En Lublin, una ciudad ubicada a apenas 90 kilómetros de la frontera con Ucrania, no quedan lugares en los hoteles. Ni tampoco ya en los refugios. Ni en las casas de los vecinos que abrieron sus puertas para acoger a los emigrados forzosos del país vecino. Por eso, una pequeña sala de la estación se convirtió en un centro para darles cobijo. Decenas de mujeres con sus hijos duermen allí, abrigados por las frazadas que le acercaron los voluntarios y el personal municipal y nacional. En un rincón, debajo de una escalera, se armó un pequeño pelotero donde los niños intentan soñar un presente que los aleje de aquellas pesadillas que se hicieron realidad mientras escapaban de las bombas.

Pero, sin duda, la postal más terrible y abrumadora de estas estaciones convertidas en la última esperanza para huir de un destino de horror, está en aquellos andenes ucranianos. Por ejemplo, en Lviv, la ciudad de 720.000 habitantes, ubicada al Oeste de Ucrania que se transformó a la fuerza en la última morada para cientos de miles de personas, antes de dejar el país. Leópolis, como también se la conoce, está saturada de personas que debieron abandonar sus hogares en el Este, Sur y Norte del país, donde los rusos no cesan en sus ataques. Allí pudimos registrar las consecuencias de la guerra: cada día más de 60.000 ucranianos llegan a esta ciudad, ya sea para quedarse o para seguir camino hacia otra nación. Y, de nuevo, la Estación de trenes es el centro gravitacional que evidencia esa verdadera crisis humanitaria sin precedentes en esta zona desde la Segunda Guerra Mundial.

El día que llegamos allí la cola infinita que se extendía por fuera del edificio, se metía en el mismo y se extendía en su interior, incluso en los pasillos subterráneos que unen los andenes. Como un retrato extraído de una película el cuadro se completaba con un generoso músico alemán, Davide Martello, que había llegado hasta allí con su piano de cola móvil para tratar de hacer menos dolorosas esas partidas. Mientras sonaba "Here comes the sun" (de The Beatles) u otra canción de un sentido repertorio se reproducían los abrazos de familias que se despedían entre llantos, los niños que se aferraban al único juguete que pudieron rescatar en su huida y las manos generosas que les acercaban alguna comida caliente en medio de las temperaturas bajo cero.

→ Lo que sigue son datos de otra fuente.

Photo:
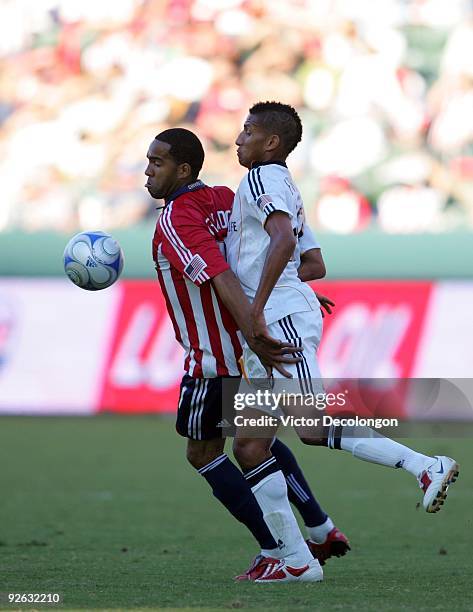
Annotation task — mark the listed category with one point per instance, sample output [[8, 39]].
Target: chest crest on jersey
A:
[[162, 263]]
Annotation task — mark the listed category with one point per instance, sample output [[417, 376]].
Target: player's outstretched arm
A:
[[272, 352]]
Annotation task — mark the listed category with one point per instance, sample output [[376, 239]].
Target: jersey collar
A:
[[271, 161], [185, 189]]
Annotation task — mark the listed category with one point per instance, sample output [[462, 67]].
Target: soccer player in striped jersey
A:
[[207, 306], [266, 225]]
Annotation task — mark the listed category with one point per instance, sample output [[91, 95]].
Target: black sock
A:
[[230, 487], [298, 490]]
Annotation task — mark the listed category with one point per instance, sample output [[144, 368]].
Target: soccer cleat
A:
[[435, 480], [257, 567], [336, 545], [281, 572]]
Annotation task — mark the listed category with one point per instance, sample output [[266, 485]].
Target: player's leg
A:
[[325, 540], [434, 474], [199, 412], [268, 484]]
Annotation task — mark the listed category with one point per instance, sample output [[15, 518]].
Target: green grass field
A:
[[107, 512]]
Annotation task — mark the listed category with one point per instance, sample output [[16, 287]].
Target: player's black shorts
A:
[[199, 412]]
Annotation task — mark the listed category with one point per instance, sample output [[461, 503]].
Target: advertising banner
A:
[[64, 350]]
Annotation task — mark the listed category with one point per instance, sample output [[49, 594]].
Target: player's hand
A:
[[325, 304], [272, 353]]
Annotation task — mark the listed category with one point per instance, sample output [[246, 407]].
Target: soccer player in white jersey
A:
[[265, 227], [207, 306]]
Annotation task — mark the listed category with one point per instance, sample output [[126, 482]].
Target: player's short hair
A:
[[186, 148], [281, 119]]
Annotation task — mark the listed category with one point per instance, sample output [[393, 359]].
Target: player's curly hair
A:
[[282, 120], [186, 148]]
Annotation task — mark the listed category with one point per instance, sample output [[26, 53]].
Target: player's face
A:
[[252, 142], [162, 170]]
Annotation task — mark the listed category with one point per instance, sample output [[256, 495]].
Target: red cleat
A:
[[336, 545], [258, 567]]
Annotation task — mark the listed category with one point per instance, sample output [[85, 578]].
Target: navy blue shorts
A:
[[199, 412]]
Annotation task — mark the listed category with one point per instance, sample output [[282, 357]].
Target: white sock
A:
[[319, 534], [365, 443], [271, 494]]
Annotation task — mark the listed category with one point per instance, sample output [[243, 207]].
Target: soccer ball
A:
[[93, 260]]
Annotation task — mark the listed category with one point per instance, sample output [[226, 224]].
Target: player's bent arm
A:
[[312, 266], [272, 352], [281, 247], [229, 290]]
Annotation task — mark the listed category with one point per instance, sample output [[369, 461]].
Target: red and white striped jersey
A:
[[187, 255]]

Una cadena humana bajaba las cajas de donaciones desde un camión y en un pasamanos interminable hacía que llegue hasta el andén para que algún tren lo lleve a los más necesitados. Las carpas humanitarias atendían dolencias de salud, daban abrigo o servían de comedores para los que alcanzaban la Estación Central, hambrientos y sedientos, además de muertos de frío. Otras tomaban nota de los datos de las familias, estudiaba posibilidades de destino, les consultaba sobre la posibilidad de tener algún conocido en otro lugar que les podría dar albergue y les trazaba un potencial plan para su nueva (y forzosa) vida. Como telón de fondo, la desesperación por conseguir un lugar en los desbordados trenes. Una pulsión que chocaba con el dolor del abandono. Los gritos cuando alguien se quedaba abajo. Los golpes en las puertas de las formaciones que se van sin ellos. La miradas perdidas de adultos y niños en los vidrios empañados de las ventanillas. Postales del desgarro. Del dolor. Del destierro. En esas estaciones convertidas en la última esperanza. En el último refugio.